Unpaid Taxes Written Off

City often forgives delinquent taxpayers rather than going after them.


City of Alexandria Top Twenty Delinquent Real Estate Taxpayers

In the last decade, Alexandria has written off more than $100,000 in uncollected tax balances. The annual write-off happens every November, just as City Council members are appearing with a giant turkey at City Hall to celebrate Thanksgiving. City officials say the cost of collecting small-dollar balances would exceed the recoverable amount, adding that they will no longer publish the names of the tax cheats in the newspaper because they no longer believe that to be cost effective.

“Given the ability to make information more widely available on the web, the Finance Department no longer publishes the names of delinquent taxpayers in the newspaper,” explained City Manager Mark Jinks in a recent memo outlining the hit to the city's wallet. “If the taxes are paid in full before posting online, the property owner’s name or the name of the business will not be listed.”

City officials say they have no record of when the last time they published the names in a newspaper or how much they paid at that time.
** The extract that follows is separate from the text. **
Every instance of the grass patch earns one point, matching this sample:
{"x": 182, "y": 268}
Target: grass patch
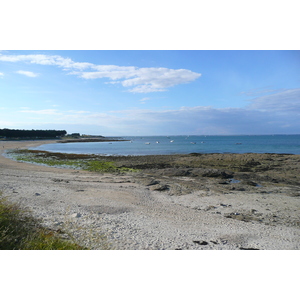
{"x": 64, "y": 160}
{"x": 20, "y": 231}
In response to a request for information about the write-offs, Communications Director Craig Fifer said it was “likely two or three times in the late 2000s.” Virginia law allows for local governments to charge the cost of publishing these kinds of lists to the delinquent taxpayers identified in the list.

“It’s kind of like the Salem witch trials,” said Frank Shafroth, director of the Center for State and Local Leadership at George Mason University. “The idea is to embarrass people into paying their bills, and it’s the kind of thing that makes elected officials uneasy because you never know when a voter or a voter’s mother in law might be on the list.”

Back in 2017, the city was able to limit the annual tax write-off to $1,356 — much less than this year’s write-off, which was $17,640, still a fraction of one percent of taxes paid. When asked why 2017 was an outlier, city officials say it can be explained by the vagaries of timing of payments and timing of interest. Other than deciding that publishing the names of tax cheats in the newspaper is no longer cost effective, perhaps the biggest change in recent years is that the city now works with Nationwide Credit Corporation to track down unpaid bills.

“We give everybody ample warning to avoid it,” said Kevin Greenlief, acting deputy director of the Department of Finance. “We make it very clear that there’s going to be an additional surcharge if you don’t pay your taxes now.”